# Rangerwickett



## arwink (Apr 8, 2003)

Haven't caught you online since you posted the message in a hive thread, but I did send you an e-mail.  Though I'd better check that you got it


----------



## RangerWickett (Apr 8, 2003)

I got it.  I just have been uber-busy reading ~300 pages of Japanese history and English literary theory.  My brain no work so good.

Do you have any suggestions for art pieces you think would go well with the article section you've written?  We should probably try to get the article finished by the 21st.  The 28th is the latest we can turn it in.


----------



## arwink (Apr 9, 2003)

Cool.  Just thought I should check.  My mail has been doing wierd things lately.

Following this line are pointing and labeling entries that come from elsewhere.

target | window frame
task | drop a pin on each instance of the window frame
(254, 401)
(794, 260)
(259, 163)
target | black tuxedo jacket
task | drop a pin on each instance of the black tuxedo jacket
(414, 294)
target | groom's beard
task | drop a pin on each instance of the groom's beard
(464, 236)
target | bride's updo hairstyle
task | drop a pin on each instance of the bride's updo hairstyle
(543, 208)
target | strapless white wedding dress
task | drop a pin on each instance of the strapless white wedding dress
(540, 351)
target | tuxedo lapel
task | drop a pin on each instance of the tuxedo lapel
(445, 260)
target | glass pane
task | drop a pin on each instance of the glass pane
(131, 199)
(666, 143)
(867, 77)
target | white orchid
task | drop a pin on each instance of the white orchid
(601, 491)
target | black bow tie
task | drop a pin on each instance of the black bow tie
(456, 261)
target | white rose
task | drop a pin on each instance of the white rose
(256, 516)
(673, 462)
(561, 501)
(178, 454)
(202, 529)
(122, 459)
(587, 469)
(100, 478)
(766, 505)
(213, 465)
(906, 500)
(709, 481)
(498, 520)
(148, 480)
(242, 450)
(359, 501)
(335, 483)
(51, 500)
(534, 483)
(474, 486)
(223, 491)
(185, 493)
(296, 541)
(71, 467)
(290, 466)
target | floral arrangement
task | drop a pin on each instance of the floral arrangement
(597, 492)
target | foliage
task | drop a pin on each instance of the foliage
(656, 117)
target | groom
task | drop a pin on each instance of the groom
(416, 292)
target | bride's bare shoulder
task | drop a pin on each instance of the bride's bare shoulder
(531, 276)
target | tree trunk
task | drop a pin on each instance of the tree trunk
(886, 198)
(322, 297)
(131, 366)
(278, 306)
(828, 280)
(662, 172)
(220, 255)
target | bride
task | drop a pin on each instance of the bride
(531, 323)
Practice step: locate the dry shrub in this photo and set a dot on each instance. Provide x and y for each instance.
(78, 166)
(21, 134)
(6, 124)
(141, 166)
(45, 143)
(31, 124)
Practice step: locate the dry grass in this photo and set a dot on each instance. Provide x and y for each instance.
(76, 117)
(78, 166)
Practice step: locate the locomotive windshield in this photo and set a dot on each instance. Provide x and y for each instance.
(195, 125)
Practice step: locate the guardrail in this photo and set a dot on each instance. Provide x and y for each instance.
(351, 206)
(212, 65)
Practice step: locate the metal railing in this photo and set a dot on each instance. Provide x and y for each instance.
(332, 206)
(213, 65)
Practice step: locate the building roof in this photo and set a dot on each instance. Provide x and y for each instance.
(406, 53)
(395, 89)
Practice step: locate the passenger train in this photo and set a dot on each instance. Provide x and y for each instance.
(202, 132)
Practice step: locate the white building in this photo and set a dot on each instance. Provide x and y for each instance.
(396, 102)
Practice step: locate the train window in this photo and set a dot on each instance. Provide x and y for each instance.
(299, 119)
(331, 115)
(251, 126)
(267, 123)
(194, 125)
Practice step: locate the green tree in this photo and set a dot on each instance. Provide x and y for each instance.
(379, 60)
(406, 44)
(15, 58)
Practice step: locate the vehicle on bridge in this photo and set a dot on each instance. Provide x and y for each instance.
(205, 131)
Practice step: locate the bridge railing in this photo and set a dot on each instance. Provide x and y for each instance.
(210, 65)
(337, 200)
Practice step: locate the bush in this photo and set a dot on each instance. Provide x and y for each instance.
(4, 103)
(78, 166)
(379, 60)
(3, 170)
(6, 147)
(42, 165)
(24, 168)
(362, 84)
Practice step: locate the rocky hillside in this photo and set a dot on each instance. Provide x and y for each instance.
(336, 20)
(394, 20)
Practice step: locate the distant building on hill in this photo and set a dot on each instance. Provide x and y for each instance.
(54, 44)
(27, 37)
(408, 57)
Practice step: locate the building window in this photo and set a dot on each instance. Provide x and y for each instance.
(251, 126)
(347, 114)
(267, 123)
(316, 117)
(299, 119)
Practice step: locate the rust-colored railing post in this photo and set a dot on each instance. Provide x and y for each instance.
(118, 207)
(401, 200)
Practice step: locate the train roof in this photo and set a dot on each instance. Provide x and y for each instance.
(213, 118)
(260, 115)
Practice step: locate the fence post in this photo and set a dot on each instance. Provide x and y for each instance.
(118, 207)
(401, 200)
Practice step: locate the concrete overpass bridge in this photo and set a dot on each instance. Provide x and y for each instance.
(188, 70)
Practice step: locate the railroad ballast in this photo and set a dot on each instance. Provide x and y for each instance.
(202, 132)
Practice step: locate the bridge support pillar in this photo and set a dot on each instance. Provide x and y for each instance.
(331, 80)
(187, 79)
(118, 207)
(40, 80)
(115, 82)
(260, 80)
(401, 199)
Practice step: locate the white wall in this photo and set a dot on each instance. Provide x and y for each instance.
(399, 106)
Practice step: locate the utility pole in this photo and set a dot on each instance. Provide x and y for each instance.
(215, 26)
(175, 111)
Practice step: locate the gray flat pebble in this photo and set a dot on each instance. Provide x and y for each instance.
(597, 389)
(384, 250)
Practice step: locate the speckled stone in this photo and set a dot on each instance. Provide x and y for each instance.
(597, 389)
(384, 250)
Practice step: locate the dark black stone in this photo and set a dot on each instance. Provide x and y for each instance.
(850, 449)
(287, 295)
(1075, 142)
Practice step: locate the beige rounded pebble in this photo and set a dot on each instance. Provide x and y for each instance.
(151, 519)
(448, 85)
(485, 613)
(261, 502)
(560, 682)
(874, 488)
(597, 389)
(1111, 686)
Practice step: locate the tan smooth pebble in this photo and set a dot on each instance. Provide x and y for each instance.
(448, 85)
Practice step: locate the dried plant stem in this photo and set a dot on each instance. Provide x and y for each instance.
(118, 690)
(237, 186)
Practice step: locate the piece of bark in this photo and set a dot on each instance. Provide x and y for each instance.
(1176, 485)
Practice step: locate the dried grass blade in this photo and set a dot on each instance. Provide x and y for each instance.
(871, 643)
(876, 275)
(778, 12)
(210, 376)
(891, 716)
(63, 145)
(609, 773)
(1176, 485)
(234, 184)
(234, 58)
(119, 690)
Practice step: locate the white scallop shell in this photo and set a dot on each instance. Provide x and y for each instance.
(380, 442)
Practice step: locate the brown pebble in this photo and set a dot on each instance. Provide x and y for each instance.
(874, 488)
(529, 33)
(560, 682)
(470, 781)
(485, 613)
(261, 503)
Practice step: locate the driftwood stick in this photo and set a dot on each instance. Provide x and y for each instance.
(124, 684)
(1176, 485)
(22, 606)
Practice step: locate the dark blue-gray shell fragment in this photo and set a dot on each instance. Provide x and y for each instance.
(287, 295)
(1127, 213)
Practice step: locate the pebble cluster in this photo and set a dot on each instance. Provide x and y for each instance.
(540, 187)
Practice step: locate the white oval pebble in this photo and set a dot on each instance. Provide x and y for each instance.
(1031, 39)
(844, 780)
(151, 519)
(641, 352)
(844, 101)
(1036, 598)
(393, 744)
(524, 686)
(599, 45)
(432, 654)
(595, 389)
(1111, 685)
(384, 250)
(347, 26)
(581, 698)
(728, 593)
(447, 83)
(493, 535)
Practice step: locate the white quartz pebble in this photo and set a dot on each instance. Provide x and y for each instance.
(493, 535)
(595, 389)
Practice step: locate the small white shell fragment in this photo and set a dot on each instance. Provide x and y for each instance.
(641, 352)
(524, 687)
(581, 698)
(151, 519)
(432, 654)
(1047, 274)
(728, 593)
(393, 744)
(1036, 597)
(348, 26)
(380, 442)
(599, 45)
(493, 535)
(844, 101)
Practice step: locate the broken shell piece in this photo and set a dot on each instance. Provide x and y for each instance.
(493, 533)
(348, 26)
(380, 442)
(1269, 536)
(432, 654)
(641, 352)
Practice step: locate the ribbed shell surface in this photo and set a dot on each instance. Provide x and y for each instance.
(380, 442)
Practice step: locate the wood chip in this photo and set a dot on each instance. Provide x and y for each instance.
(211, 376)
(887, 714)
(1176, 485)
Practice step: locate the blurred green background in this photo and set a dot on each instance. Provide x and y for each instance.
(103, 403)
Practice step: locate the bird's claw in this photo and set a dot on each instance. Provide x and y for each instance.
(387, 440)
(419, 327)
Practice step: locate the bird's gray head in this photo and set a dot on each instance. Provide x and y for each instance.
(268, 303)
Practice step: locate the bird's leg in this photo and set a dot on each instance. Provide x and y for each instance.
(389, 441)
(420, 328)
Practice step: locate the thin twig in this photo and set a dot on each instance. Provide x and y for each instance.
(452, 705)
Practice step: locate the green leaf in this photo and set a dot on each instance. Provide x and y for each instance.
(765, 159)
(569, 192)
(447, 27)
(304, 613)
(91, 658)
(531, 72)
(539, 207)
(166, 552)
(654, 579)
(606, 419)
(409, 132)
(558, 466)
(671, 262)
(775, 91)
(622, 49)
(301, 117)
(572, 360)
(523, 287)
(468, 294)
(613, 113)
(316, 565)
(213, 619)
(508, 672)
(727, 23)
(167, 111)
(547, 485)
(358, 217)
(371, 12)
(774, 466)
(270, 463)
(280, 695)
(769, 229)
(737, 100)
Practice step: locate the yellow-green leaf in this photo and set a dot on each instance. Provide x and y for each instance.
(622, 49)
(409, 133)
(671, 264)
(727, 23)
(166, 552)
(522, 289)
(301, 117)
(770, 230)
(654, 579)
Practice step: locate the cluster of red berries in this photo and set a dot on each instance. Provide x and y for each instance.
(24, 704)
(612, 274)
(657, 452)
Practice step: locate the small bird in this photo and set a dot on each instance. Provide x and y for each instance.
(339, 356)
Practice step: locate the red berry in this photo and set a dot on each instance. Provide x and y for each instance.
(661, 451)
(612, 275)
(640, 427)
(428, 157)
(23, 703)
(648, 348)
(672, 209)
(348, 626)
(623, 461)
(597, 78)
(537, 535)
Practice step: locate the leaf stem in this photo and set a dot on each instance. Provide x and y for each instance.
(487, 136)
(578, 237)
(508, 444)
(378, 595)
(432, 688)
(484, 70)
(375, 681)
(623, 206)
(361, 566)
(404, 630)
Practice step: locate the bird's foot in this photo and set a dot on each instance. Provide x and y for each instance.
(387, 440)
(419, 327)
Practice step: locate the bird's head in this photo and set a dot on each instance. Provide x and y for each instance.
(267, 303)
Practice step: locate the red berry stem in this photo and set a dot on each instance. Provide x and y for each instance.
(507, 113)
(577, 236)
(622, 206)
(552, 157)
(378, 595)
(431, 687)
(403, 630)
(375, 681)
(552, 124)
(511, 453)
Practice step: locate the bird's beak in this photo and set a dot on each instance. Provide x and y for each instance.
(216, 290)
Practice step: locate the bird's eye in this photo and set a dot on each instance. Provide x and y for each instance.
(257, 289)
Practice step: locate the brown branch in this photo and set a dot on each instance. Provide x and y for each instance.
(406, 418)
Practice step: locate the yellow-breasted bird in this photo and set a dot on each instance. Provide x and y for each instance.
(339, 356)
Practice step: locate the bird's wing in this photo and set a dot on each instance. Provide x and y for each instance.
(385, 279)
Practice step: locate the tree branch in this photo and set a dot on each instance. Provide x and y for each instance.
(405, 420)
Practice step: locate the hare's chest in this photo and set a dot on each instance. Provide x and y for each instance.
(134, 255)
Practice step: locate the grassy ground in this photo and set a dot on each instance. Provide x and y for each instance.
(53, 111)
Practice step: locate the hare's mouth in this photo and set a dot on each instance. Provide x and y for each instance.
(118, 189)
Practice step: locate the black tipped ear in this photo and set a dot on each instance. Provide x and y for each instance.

I'll e-mail some art suggestions tomorrow when I get back to the computer with the draft on it


----------



## Alzrius (Apr 9, 2003)

RangerWickett said:
			
		

> *I got it.  I just have been uber-busy reading ~300 pages of Japanese history and English literary theory.  My brain no work so good. *




As a fellow Japanese Studies major, I feel your pain.


----------



## masque (Apr 10, 2003)

*More Japanese Studies?*

*raised hand*  Me too.  Is it ancient or modern Japanese history?  I can't get my uni to offer ancient because they think there isn't any demand for it.


----------